How to prevent this loss: You could start by embracing multi-factor authentication for all your crypto-related accounts and wallets. Where possible, keep your 1Inch tokens off exchanges and hot wallets. Instead, store them in offline hardware and paper wallets. There is little you can do to prevent hacks to a decentralized investment program or crypto exchange - maybe just don’t invest what you cannot afford to lose.

Don't Miss: Is 1inch (1Inch) Safe?

3. Crypto Scams

Crypto scams are also on the rise. By scams, we are referring to any con game aimed at defrauding you of your 1Inch investments. These include crypto pump and dump schemes, MLM, Ponzi, and Pyramid schemes, fake websites, malicious emails, fake social media promotions, and even rug pull scams.

To understand what a menace these have become to the crypto industry, the Federal Trade Commission (FTC) recently issued a report indicating that between October 2020 and May 2021, US residents lost more than $80 million to scammers - with the median loss standing at $1900.

How to prevent this loss: The typical scammer preys on crypto investors/traders’ greed and lures them in with the promise of above-average returns. Most particularly have their guns trained at new to intermediate traders/investors. You can, therefore, avoid most of these by first learning the ropes about 1Inch investing before trusting any investment program with your assets.

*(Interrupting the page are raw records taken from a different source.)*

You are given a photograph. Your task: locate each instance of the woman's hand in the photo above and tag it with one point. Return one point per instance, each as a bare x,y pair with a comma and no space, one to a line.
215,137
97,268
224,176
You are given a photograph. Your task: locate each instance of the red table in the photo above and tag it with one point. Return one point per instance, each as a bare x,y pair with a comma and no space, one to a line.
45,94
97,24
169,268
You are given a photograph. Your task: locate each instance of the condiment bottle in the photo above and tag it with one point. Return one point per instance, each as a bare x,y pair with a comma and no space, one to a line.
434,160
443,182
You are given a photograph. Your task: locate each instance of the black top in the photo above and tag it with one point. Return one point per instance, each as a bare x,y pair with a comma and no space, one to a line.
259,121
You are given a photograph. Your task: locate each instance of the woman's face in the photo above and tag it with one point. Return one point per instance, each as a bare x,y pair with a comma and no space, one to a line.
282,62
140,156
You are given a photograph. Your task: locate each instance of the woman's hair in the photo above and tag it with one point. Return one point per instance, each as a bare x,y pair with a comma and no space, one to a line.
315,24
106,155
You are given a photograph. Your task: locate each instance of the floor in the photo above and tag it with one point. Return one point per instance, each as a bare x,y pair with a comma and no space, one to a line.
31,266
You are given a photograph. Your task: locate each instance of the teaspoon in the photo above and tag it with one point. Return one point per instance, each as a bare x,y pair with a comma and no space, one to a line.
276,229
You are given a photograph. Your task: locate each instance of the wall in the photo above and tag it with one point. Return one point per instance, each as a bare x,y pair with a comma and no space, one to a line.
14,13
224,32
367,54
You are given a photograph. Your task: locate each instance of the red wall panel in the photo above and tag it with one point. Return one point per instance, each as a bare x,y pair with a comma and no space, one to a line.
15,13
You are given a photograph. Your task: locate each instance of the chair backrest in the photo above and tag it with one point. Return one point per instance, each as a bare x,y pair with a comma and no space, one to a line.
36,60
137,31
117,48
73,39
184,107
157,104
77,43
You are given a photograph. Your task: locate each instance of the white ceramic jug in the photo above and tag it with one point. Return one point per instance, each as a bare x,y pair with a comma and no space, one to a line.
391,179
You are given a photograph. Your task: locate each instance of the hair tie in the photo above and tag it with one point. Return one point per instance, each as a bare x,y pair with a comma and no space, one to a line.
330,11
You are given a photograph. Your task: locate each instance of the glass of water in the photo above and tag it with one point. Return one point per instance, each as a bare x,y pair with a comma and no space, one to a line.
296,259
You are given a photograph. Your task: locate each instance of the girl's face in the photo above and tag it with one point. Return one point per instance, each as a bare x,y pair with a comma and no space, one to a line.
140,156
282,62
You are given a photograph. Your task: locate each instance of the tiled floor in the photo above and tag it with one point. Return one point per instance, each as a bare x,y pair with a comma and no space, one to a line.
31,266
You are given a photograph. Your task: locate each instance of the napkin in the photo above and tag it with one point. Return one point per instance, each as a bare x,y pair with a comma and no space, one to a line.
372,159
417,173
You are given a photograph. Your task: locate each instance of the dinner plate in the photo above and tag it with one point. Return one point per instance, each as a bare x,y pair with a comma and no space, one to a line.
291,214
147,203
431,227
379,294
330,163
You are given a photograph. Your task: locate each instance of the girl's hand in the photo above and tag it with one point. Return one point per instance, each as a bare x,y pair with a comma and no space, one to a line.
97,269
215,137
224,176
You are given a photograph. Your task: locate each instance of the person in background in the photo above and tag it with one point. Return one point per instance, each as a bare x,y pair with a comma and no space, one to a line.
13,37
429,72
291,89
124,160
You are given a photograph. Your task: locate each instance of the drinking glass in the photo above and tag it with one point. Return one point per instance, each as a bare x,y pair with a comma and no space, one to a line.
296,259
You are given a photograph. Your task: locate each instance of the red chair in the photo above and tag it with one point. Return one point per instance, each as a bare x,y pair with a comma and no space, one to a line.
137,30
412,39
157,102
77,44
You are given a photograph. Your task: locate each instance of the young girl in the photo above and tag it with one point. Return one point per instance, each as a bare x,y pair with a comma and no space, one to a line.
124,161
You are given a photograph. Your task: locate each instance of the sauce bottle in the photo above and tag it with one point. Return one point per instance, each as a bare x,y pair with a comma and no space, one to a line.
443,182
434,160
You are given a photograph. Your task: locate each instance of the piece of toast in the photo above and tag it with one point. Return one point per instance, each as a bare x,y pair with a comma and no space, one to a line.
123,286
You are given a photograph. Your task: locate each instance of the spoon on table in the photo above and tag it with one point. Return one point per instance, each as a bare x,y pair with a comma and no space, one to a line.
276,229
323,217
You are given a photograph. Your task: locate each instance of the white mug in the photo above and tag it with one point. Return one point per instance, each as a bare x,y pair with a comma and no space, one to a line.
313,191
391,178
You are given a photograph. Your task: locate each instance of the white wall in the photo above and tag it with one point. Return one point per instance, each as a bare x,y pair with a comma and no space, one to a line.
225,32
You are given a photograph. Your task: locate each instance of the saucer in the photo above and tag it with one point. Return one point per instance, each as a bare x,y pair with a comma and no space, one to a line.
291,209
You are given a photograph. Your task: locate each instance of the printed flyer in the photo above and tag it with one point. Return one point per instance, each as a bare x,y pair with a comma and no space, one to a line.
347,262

Similarly, eliminate the get rich quick mentality when interacting with 1Inch and virtually any other crypto asset. But even more importantly, follow crypto crime reports from the likes of FTC and CipherTrace to learn about the different scams as well as how to detect and avoid them.

4. Password loss

You will also lose your 1Inch investment if you forget the password and recovery seed for the hardware wallet holding your funds.

How to prevent this loss: Use a memorable but unique password for the digital wallet. You could consider maintaining several copies of the recovery seed but in a highly secure environment.

Conclusion: How To Make Or Lose Money With 1inch (1Inch)

There three most common and highly practical ways through which anyone can make money with 1Inch include investing, trading, and staking. This 1Inch investment can, however, be lost to hackers, crypto scammers, reckless trading, or even to forgotten passwords and misplaced recovery seeds. The art of making money with 1Inch involves mastering all the different ways you can earn with 1Inch, familiarizing yourself with all the different ways this investment can be lost, and then learning how to prevent such losses.